Alivisatos and Grätzel receive the Frontiers Award for developing new nanomaterials applied in renewable energies
The BBVA Foundation has awarded the Frontiers of Knowledge Award in the Basic Sciences category to Paul Alivisatos and Michael Grätzel for their fundamental contributions to the development of new nanomaterials that are already being applied both in solar energy production and in next-generation electronics. The work of both winners opens the door to new avenues for the production of renewable energies, electronic devices, biomedical imaging techniques, and other applications.
Both researchers have led the effort to control the interaction between light and matter. Michael Grätzel (Dorfchemnitz, Germany, 1944) invented a new photovoltaic cell that transforms sunlight into electricity efficiently and cheaply, mimicking the natural process of photosynthesis in plants. It’s a system that has brought closer the goal of converting sunlight into a clean, efficient and affordable source of electricity on a large scale.
For his part, Paul Alivisatos (Chicago, Illinois, United States, 1959) is a pioneer in the use of semiconductor nanocrystals that convert electricity into visible light, allowing for the development of QLED televisions with improved screen color resolution. “Michael has looked more at how to get electricity from the light coming into the system, whereas I’ve probably done a bit more work where energy is extracted in terms of light coming back out of the system, and then making something that people can use,” Alivisatos explained upon hearing about the award.
Artificial photosynthesis
The process of photosynthesis inspired Grätzel as a way to store energy. The solar cells invented by the scientist use a pigment that acts as chlorophyll, which absorbs sunlight and generates electrons. Once collected, the electrons are transported by a semiconductor material, for example titanium dioxide. His most relevant contribution was to arrange the titanium dioxide in nanoparticles, instead of in plates, like conventional silicon cells. Each nanoparticle of titanium dioxide is coated with the pigment, and the result is a fluid that contains the nanoparticles with which solar cells are made.

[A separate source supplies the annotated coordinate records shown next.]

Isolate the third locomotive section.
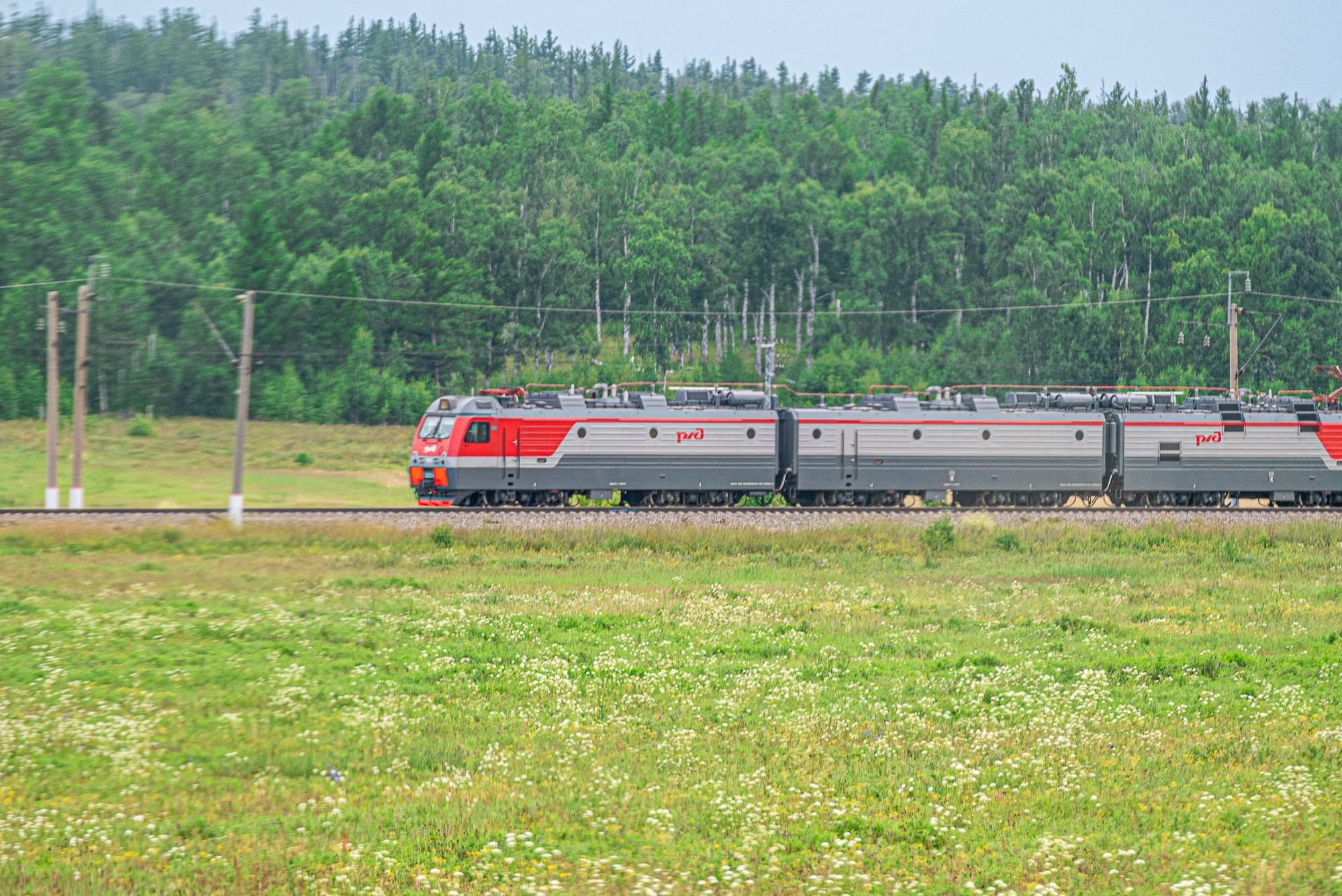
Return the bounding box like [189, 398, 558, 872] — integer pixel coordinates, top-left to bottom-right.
[411, 389, 1342, 507]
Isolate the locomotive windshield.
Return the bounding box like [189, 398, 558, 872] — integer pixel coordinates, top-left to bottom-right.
[420, 416, 452, 439]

The advantages to these cells are multiple: abundant raw materials, a cheap manufacturing process, transparency, flexibility, and the ability to also obtain electricity from ambient light. A development that has given rise to “thousands of patents,” says the winner himself, and “has opened a whole new field of research.”
Screens that mimic reality
Alivisatos nanocrystals, or “quantum dots,” are also at the base of numerous applications, from the search for new sources of clean energy to consumer electronics and biomedical imaging techniques. Controlling the size of a nanocrystal with high precision involves controlling the color of the light it emits, as the award-winner explains: “An electron in a nanocrystal can emit light and the color of that light will depend on the nanocrystal’s size. If it is a little bit smaller the energy of the light will be higher, so it will be bluer light. And in this way you can use nanocrystals to make materials that emit the full rainbow of colors; such a large rainbow that you can reconstruct with it every color you can see in nature.”
One of his most successful applications has been in QLED televisions, where he demonstrated that it was possible to make high-resolution displays while still being very energy efficient. Advantages that have also been applied in the field of biomedicine, with the development of nanocrystals for staining biological samples by adjusting the size of the nanocrystal so that the fluid can label various types of cells.
Renewable Energy Applications
Researchers are convinced of the need to produce renewable energy on a large scale. The new lines of research opened by this kind of work in the field of nanomaterials represent one of the possible solutions from science and technology. “Climate change,” says Grätzel, “is certainly a major challenge. We need to curtail our use of fossil fuels, while scaling up photovoltaic energy supply by a factor of 200 in the next few decades.”
“Climate change is one of the greatest challenges facing humanity,” says Alivisatos. “Part of that challenge is to learn how to make new materials that can harvest the energy of the sun and put it to beneficial use with as few losses as possible. But also, to do it on a vast scale. It turns out that nanomaterials can be made in extremely high quality, but at a relatively low cost. And they can be used to absorb light from the sun, and absorb it without losing it to thermal energy or heat, which allows more efficient conversion to electricity. Michael Grätzel has already shown some uses of nanomaterials in solar energy, but there will be many more over the years to come.”